Everything is being instrumented today. From cars to cities, fridges to smart-watches, more things are being connected to the Internet of Things. These IoT-connected devices produce a massive amount of data, and deriving insights from that data requires a database equipped to handle it. Which is the best database for IoT?

The most central characteristic of IoT data is that it is Big Data. Even in a modest deployment — 100 servers with 100 values measured across 9 subsystems every 10 seconds — we end up with 86 million values per day. Many IoT applications use much more data than this.

The other important characteristic of IoT data is that while it’s constantly being inserted by IoT devices and being read by analytics tools, it’s not often updated after it’s written. It’s also not often deleted, outside of implementing a data retention policy.

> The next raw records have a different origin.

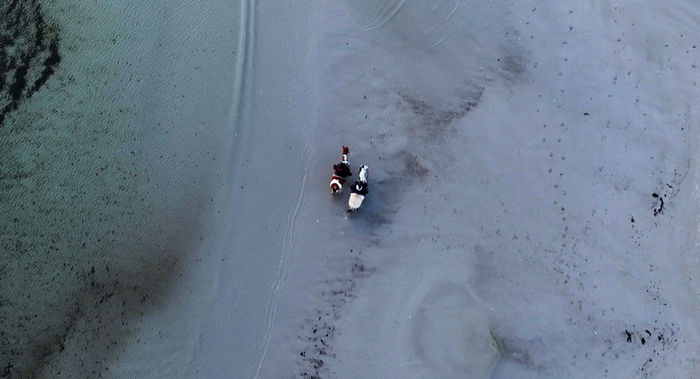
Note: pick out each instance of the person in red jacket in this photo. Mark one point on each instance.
(341, 172)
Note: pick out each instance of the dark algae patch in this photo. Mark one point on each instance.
(29, 52)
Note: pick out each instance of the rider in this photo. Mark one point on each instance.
(342, 169)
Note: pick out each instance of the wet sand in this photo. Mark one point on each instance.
(532, 209)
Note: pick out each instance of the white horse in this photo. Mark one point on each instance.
(359, 190)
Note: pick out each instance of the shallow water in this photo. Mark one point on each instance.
(111, 161)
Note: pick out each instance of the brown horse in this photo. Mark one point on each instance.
(341, 172)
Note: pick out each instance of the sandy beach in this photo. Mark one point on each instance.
(532, 208)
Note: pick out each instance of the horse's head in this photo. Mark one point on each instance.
(363, 173)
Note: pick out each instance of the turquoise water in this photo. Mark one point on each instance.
(117, 119)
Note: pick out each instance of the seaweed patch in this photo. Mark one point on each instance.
(29, 53)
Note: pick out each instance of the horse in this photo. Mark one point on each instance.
(358, 190)
(341, 172)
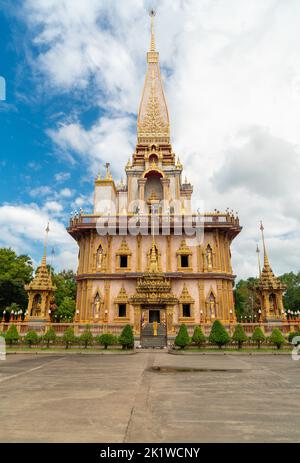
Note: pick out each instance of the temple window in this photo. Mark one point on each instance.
(209, 257)
(184, 257)
(121, 310)
(186, 310)
(123, 257)
(184, 261)
(123, 261)
(99, 257)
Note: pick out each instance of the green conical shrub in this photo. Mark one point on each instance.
(106, 340)
(68, 337)
(126, 339)
(277, 338)
(49, 336)
(258, 336)
(31, 338)
(12, 335)
(86, 338)
(182, 339)
(219, 335)
(239, 336)
(198, 336)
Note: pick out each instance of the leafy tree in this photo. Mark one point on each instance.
(66, 310)
(182, 339)
(68, 337)
(65, 283)
(246, 298)
(31, 337)
(86, 338)
(277, 338)
(239, 336)
(258, 336)
(126, 339)
(12, 335)
(198, 336)
(219, 335)
(106, 340)
(15, 272)
(49, 336)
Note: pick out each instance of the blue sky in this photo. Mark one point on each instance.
(74, 73)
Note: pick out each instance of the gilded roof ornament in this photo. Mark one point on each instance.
(153, 118)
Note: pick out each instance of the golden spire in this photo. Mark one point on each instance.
(153, 258)
(153, 117)
(266, 260)
(152, 13)
(44, 259)
(258, 258)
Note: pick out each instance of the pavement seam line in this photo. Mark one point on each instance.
(30, 370)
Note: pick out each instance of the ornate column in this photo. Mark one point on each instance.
(169, 253)
(139, 253)
(142, 183)
(165, 183)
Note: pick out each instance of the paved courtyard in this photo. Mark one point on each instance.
(149, 397)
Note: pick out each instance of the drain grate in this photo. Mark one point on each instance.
(166, 369)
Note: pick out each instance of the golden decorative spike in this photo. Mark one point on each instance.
(258, 258)
(153, 258)
(44, 259)
(153, 117)
(266, 260)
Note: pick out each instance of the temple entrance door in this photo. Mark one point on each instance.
(154, 316)
(153, 327)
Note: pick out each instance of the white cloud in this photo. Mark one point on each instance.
(53, 206)
(66, 193)
(43, 190)
(23, 229)
(62, 176)
(233, 92)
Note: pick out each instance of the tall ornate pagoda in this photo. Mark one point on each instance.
(149, 273)
(270, 289)
(41, 291)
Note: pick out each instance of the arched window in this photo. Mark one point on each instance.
(36, 305)
(212, 306)
(97, 306)
(99, 257)
(273, 303)
(209, 257)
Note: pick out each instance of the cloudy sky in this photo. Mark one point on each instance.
(74, 73)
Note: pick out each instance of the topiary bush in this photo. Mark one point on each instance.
(277, 338)
(106, 340)
(182, 339)
(68, 337)
(12, 335)
(258, 336)
(198, 337)
(31, 337)
(126, 339)
(239, 336)
(49, 336)
(218, 335)
(292, 335)
(86, 338)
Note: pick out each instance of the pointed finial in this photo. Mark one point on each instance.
(108, 174)
(152, 13)
(266, 260)
(258, 258)
(44, 259)
(153, 258)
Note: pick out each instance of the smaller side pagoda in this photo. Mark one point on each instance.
(41, 292)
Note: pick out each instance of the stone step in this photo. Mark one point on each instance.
(153, 341)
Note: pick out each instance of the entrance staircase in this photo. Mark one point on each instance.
(147, 338)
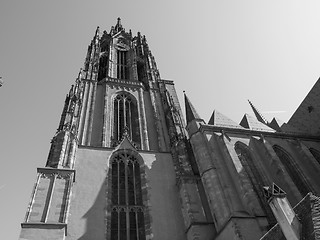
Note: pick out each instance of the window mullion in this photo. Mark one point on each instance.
(130, 121)
(118, 135)
(127, 197)
(124, 113)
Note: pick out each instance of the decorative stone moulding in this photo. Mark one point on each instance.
(59, 173)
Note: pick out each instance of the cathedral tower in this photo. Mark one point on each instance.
(124, 165)
(119, 165)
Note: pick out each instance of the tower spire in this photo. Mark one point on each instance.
(191, 112)
(258, 115)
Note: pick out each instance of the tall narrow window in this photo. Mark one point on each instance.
(127, 211)
(126, 117)
(122, 66)
(255, 177)
(103, 64)
(316, 154)
(293, 170)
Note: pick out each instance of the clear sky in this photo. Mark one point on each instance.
(220, 52)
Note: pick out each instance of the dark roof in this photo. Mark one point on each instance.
(308, 212)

In order to handle IoT data effectively, we’ll need a database that can handle a lot of time series data with fast read/write performance. Furthermore, since the majority of IoT use cases require high availability and scalability, these will become deciding factors.

Using SQL

Various flavors of SQL — MySQL, SQL Server, etc. — are many peoples’ first choice for databases. But these traditional databases don’t tend to work well for IoT use cases because the relational database model wasn’t designed with time series in mind.

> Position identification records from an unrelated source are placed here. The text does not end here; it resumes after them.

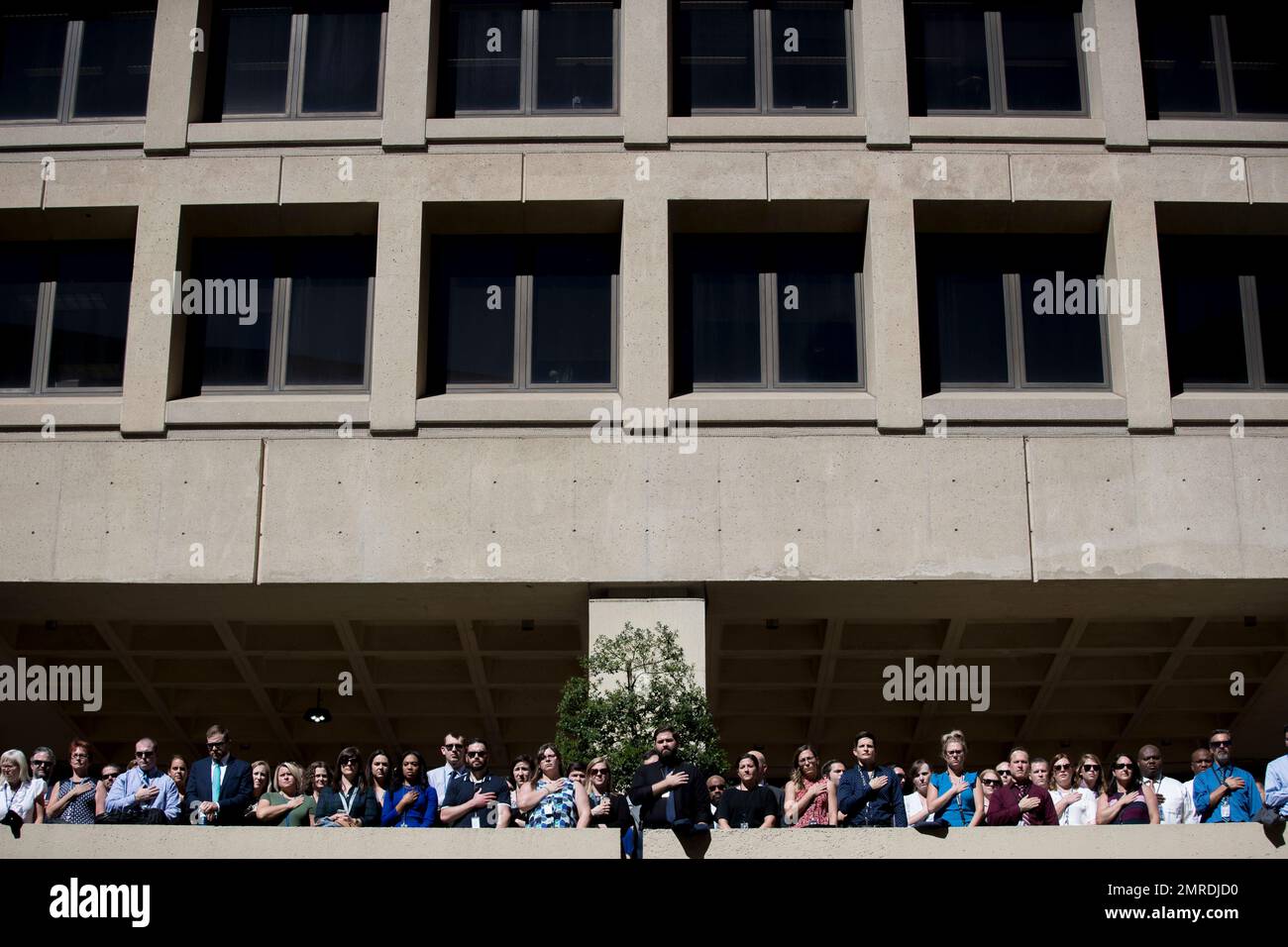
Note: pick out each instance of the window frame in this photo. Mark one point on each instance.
(763, 67)
(996, 56)
(295, 67)
(529, 50)
(73, 18)
(278, 341)
(767, 308)
(523, 312)
(47, 295)
(1227, 97)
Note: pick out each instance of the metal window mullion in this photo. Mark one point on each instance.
(1224, 64)
(1249, 304)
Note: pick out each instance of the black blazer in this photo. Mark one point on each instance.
(691, 799)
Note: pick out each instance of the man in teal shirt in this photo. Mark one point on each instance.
(1224, 792)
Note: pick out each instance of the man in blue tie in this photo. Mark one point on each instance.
(219, 789)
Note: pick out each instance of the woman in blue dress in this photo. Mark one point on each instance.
(954, 796)
(552, 800)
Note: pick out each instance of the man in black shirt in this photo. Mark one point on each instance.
(477, 799)
(670, 792)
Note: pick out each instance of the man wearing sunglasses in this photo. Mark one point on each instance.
(219, 789)
(1167, 791)
(1225, 792)
(142, 793)
(477, 799)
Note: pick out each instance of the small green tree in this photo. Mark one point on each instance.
(636, 681)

Here’s one example of a way that SQL is suboptimal for IoT. Say we have the dataset described above, with 86M values written each day. It wouldn’t be feasible to create a single table indexed by time (as the primary key or part of a composite key), because we would need to create many different lookup indices, and the table becomes absurdly large when running for any significant period of time on such high volumes of data.

One way to try to improve this system is by creating a separate table per day (or other period of time). This way, each individual table doesn’t grow to an inoperable size. However, this requires that back-end developers write application code to tie the tables together, then write even more code to allow you to use summary statistics and create retention policies.

None of these solutions account for the scalability problem, either. In an IoT environment, it’s very easy to scale past what a single SQL server can handle. To fix this, many people turn from SQL to NoSQL.

Using NoSQL

Being non-relational, they don’t have the scaling problems of SQL, but popular NoSQL databases still have issues when it comes to working with IoT data.

Let’s use Cassandra as an example. Just deciding on a structure for row keys to properly utilize your cluster is a non-trivial task. On top of that, it’s still necessary to write application code to do query processing and downsampling, among other necessary tasks. Even after that’s finished, ongoing optimization is necessary to maintain peak query performance.

This process can take months and require many experienced back-end engineers. Further, the popular NoSQL databases used for IoT — MongoDB, Cassandra, etc. — are not the most effective solutions even after configuration and optimization.

The best NoSQL database for IoT

Because IoT data is, after all, time series data, the optimal solution would be a purpose-built time series database. Ideally, it would come out of the box equipped to work with IoT data, using a time series optimized data store and compression method. It would be able to downsample and aggregate data over time easily, and it would have lightning-fast read and write times.

Fortunately for IoT application developers, this database already exists. InfluxDB is an open source time series database used by IoT companies like tadoº, Spiio, and Bboxx, among others. The setup takes minutes, not months, and requires very little development effort.